Electroluminescence in dopant-free GaAs/AlGaAs single heterojunctions: 2D free excitons, H-band, and the tidal effect
Abstract
Bright electroluminescence (EL) from dopant-free ambipolar lateral p-n junctions in GaAs/AlGaAs single heterointerface (SH) heterostructures is used to probe neutral free excitons arising from two-dimensional electron and hole gases (2DEGs and 2DHGs). The EL spectra reveal both the heavy-hole neutral free exciton (X0) and the high-energy free exciton of the H band (HE).

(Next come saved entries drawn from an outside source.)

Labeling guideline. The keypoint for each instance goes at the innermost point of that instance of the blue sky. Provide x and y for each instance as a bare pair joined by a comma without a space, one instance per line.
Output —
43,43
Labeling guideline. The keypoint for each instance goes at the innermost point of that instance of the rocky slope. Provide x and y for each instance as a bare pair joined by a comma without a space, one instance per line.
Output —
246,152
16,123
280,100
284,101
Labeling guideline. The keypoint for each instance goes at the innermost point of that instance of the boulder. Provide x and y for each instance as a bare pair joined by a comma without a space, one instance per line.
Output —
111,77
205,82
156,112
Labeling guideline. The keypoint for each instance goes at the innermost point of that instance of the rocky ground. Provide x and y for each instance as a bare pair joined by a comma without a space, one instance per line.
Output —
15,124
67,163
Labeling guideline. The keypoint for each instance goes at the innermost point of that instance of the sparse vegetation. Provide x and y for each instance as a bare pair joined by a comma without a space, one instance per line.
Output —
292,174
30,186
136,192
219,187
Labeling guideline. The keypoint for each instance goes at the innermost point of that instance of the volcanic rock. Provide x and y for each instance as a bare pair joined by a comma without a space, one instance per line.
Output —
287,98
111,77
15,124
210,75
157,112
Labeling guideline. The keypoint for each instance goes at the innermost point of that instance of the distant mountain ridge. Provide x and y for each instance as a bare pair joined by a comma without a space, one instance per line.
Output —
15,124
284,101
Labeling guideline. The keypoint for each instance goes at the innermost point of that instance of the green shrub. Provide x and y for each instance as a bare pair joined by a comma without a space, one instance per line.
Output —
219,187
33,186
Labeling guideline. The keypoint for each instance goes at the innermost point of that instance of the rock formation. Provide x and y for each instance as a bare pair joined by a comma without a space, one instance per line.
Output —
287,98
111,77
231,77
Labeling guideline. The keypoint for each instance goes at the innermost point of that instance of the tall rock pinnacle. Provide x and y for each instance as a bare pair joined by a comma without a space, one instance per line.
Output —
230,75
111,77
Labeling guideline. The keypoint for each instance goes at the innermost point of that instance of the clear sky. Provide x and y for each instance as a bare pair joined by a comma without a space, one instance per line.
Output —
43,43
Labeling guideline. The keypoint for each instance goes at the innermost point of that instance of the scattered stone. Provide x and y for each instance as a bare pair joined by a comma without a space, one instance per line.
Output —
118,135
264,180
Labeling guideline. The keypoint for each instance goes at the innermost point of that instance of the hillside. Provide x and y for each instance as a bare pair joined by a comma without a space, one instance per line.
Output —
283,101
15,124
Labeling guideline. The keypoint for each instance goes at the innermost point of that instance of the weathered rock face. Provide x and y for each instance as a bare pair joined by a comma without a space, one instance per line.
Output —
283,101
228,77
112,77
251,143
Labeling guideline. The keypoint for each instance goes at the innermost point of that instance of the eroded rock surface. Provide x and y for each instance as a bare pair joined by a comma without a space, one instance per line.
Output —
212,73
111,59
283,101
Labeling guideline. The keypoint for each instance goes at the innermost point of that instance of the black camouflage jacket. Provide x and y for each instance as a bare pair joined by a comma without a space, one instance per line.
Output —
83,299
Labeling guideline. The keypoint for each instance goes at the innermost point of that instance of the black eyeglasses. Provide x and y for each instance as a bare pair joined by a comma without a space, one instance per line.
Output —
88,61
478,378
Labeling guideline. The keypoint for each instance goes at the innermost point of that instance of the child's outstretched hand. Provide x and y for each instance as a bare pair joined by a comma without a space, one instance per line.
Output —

A combination of transition energies, lifetimes, spatial emission profiles, and temperature dependences points to a predominantly two-dimensional character for these excitons at the SH. For X0, the EL peak energies (1515.5-1515.7 meV) lie slightly above the corresponding bulk GaAs photoluminescence (PL) line at 1515.3 meV, while time-resolved measurements yield markedly shorter lifetimes for EL than for PL (337 ps vs. 1610 ps), consistent with recombination in a confined interfacial layer. The HE exciton exhibits a Stark blueshift under forward bias below threshold, and its energies and lifetimes (down to 575 ps) are tuned by the topgate voltage; above threshold, HE emission is quenched in favor of X0. Finally, the tidal effect - a form of pulsed EL generated by swapping the topgate voltage polarity in ambipolar field-effect transistors - produces an X0 line at the same energy as in the lateral p-n junction and reproduces the characteristic nonmonotonic frequency dependence of the brightness previously observed in quantum-well heterostructures, again indicating a 2D-like origin. Taken together, these results show electrically generated and controllable 2D-like excitons (HE and X0), thereby bridging 2D exciton physics and 2DEG/2DHG platforms in dopant-free GaAs/AlGaAs SH devices.